I half-heartedly hoped he would say the time was now. In fact, maybe he would just say this whole camping thing with three young children wasn’t a smart decision and decide we should get a hotel. But I also didn’t want to walk a quarter mile to our car, in the rain, at night, carrying those three young children. I also knew that my husband was looking forward to three nights camping in the wilderness with his family, and whether or not it conformed to my idea of a vacation, I wanted to give him the gift of a wonderful time.
It wasn’t an easy task, however. Besides the storm and leaky tent, Adam and I also got into an argument on Day One when he realized he completely forgot to pack anything needed for cooking – except his pocketknife. My plans for scrambled eggs over the fire for breakfast and using our unopened Dutch oven we received for our wedding quickly vanished. But we made up and pressed on. The next morning we headed into the nearby town, determined to start the day anew, only to wind up caught in another downpour as we walked along a pier after checking out a lighthouse. This was not what either of us imagined when we decided to go on a family vacation.

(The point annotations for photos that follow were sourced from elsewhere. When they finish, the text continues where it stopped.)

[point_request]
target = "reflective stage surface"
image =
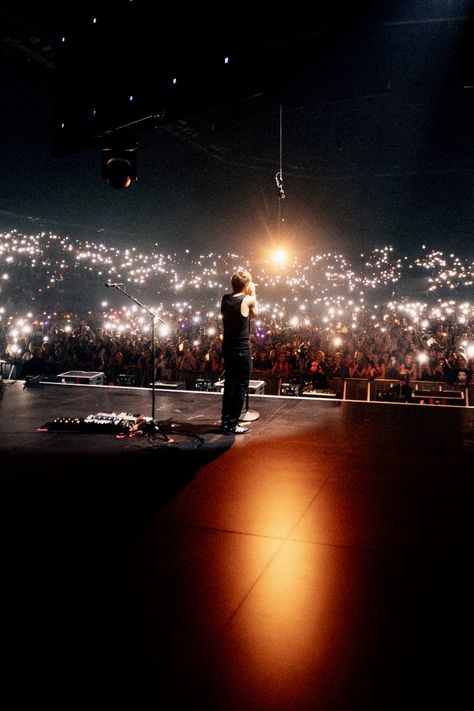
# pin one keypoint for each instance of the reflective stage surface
(319, 563)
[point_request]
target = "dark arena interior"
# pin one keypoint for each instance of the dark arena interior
(152, 561)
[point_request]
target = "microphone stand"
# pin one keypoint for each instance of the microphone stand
(249, 415)
(153, 353)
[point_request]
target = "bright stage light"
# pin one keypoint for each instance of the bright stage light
(279, 257)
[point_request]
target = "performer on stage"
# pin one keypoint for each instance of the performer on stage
(236, 310)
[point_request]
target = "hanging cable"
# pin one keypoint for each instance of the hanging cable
(279, 175)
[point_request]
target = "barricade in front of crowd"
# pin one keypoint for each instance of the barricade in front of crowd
(423, 392)
(356, 389)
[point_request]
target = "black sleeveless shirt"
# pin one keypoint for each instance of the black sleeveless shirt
(236, 326)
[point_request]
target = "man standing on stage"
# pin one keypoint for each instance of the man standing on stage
(236, 310)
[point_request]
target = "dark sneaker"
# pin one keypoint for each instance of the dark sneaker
(238, 429)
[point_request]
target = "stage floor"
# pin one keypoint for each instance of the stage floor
(319, 563)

However, sunshine or storm, I was still resolute that I would not complain to my husband. While it took a lot of strength to get through that first night (I constantly had to remind myself to be joyful), I noticed that as time went on it got easier. Adam recognized the loving sacrifices I was making and even praised me and thanked me for keeping my cool, leaky tent and all. His recognition only made me more conscious that what I say and do has a huge effect on the family and that it was way more fun when I chose to be joyful, thoughtful and patient.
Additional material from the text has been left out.